I hope the smartcard is something that we can expect in the immediate future. I always get so jealous when I go to cities like Paris, Barcelona and Stockholm where they've already got really good cross-ticketing systems (smartcard or not) while we don't. Given the fact that tourism is increasing two-fold, we could really do with a ticketing system that makes it really easy for people to buy and understand in whatever language (getting rid of all those ridiculous zones for a start would be great).

Scott Willison said...

I'd love it if that were true, I really would. A smart card must be in development; Oyster's been such a huge success in London, and as you say, other cities manage it. In fairness to Merseytravel, they introduced through ticketing way back in the 70s when they built the Link & Loop. It was possible to buy tickets that were valid for the bus journey to a Merseyrail station, and also the train journey beyond. People found it too confusing and it was dropped.

You also have the problem of getting all these independent bus companies to comply, thanks to deregulation. I strongly suspect that Merseytravel might be dropping the ferry from the Saveaway to pay for the new terminal.

Smart cards are absolutely the way forward, and I think that it's actually in the franchise agreement that they're introduced. I wish they'd get on with it!

The Zones are useless as they stand because they seem so arbitrary from outside. Being based around the different boroughs makes crossing a boundary way too easy, and the Area boundaries are odd - I have no idea what area I'm in, and I'm a big public transport user! Realigning the zones so they're based around the city centre and radiate out from there. Making things easier in the new touristy Liverpool would be better.

dreadedvacuumflaskmonster said...

I find this particular map baffling. Like you said, it's odd that Merseytravel (in their wisdom) failed to show the full extensions of THEIR Merseyrail network.

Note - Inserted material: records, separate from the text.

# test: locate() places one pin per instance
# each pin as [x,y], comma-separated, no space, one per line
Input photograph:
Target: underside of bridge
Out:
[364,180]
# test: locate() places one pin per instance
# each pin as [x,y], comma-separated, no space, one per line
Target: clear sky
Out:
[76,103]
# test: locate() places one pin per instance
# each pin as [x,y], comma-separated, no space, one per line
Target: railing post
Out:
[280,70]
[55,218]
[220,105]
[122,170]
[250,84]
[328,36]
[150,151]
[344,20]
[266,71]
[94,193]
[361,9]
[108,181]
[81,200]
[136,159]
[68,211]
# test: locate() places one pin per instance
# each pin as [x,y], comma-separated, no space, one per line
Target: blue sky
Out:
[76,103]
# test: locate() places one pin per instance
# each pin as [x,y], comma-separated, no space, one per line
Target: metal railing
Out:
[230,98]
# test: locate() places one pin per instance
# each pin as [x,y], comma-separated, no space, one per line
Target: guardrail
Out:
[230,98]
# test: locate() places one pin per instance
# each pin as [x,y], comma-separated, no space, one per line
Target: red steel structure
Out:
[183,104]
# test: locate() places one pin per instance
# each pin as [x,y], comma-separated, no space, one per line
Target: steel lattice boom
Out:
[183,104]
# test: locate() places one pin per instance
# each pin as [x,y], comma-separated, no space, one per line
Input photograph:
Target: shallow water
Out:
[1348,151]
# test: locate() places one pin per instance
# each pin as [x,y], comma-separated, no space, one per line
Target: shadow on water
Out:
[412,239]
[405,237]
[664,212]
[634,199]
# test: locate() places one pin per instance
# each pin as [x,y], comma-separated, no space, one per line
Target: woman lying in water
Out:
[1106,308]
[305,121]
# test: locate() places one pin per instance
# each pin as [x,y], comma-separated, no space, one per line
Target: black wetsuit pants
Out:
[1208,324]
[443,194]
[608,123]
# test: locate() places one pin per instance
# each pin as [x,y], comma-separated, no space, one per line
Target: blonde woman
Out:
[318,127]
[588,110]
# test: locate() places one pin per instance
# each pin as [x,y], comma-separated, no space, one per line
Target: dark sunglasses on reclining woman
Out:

And it seems to me that the grey lines that supposedly show up the bus routes are there in a half-hearted way. Maybe this is because the ITA haven't any control over what the likes of Arriva and Stagecoach can do?

I like the "Gladstone Dock" destination point for the Dublin ferry. Has anyone at Merseytravel ever TRIED getting public transport to the Gladstone Dock? Car and lorry drivers only I'm afraid.

The separate area route maps are much better, if always out of date.

Scott Willison said...

Deregulated buses definitely seem to be the problem with being specific on the map; it's a shame they can't have spider diagrams like they do in London.

Gladstone Dock's a piece of piss. Get off at Seaforth and Litherland then walk through the streets, dragging your bags behind you... where's the problem with that?